Os que veem ao mundo em
condições assim adversas nada cometeram que justificasse uma vida inteira de
limitações. Como explicar, então, a infelicidade desses seres se, comumente, dentro da mesma família, outros
nascem com os requisitos necessários a
uma vida adulta favorável e útil?
Como explicar a morte de
crianças em tenra idade sem a oportunidade de conhecer da vida terrena a não ser o sofrimento, a
dor? Esta constatação não seria uma mostra de parcialidade divina? E uma
contundente prova de que, se a alma é
criada ao mesmo tempo que o corpo, ela tem aí sua sorte definitivamente destinada a pouco tempo
na Terra? Que praticaram essas almas recém-saídas das mãos de Deus, se não conheceram nem o bem nem o mal?
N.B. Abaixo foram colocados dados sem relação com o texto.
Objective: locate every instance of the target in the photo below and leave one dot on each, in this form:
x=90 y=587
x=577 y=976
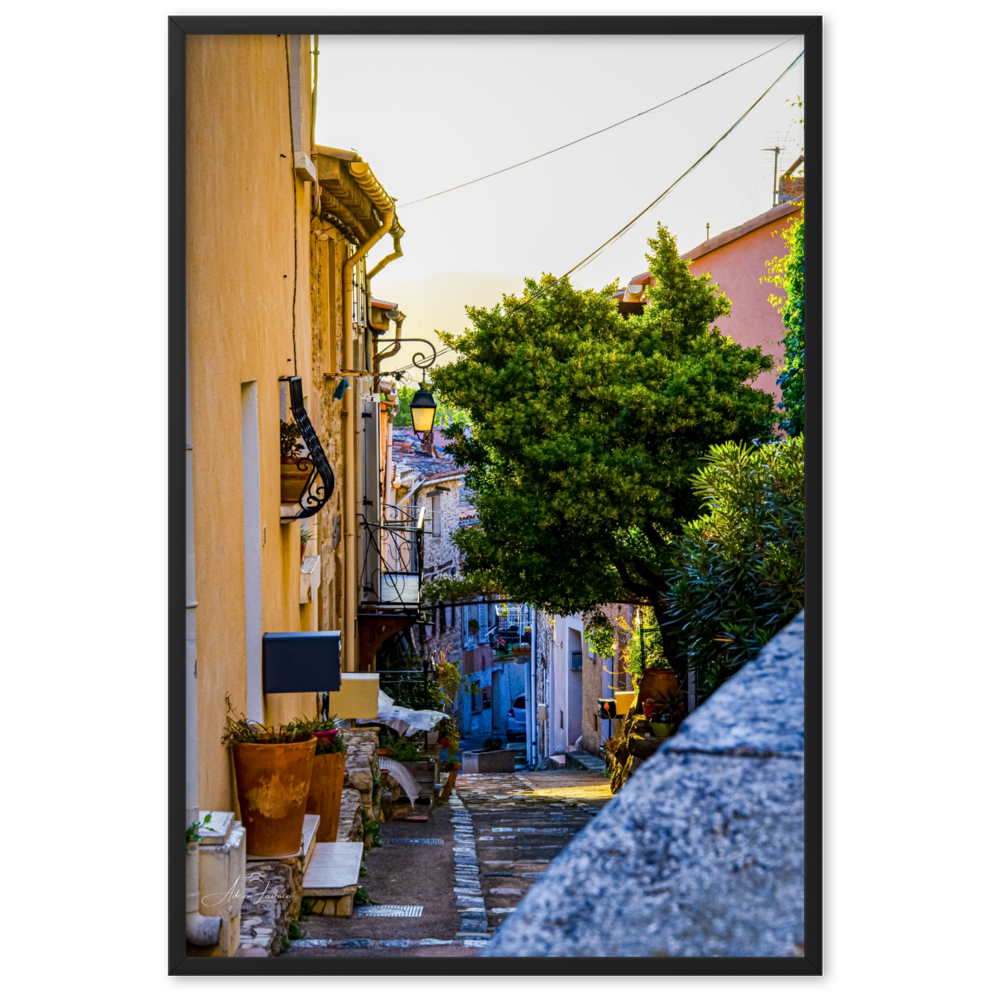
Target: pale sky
x=430 y=112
Mas há uma verdade evidente por
si mesma, ou seja, um axioma, que diz que ‘todo
efeito tem uma causa’. Daí concluir-se que essas infelicidades são efeitos
que devem ter uma causa e, dado que Deus é o protótipo da Justiça, essa causa
deve ser justa. Como a causa vem sempre antes do efeito, se não se encontra na
vida atual, deve ser anterior a ela, ou seja, deve estar ligada a uma existência
precedente. Com este raciocínio, chegaremos à compreensão de que, se não
fizemos o mal nesta vida, só pudemos tê-lo feito numa outra – alternativa da
qual ninguém pode escapar. E a lógica dirá de que lado está a justiça de Deus.
Dessa forma, fica fácil entender
que o homem nem sempre é punido ou totalmente
punido na sua existência
corrente, mas não escapa de modo algum às consequências de seus erros. O homem
mau que prospera vive uma vida livre de problemas não mais que momentaneamente
e, se ele não expia no momento, expiará amanhã. Já aquele que sofre já expia o
seu passado. A desventura, que parece mal aplicada, tem sua razão de ser.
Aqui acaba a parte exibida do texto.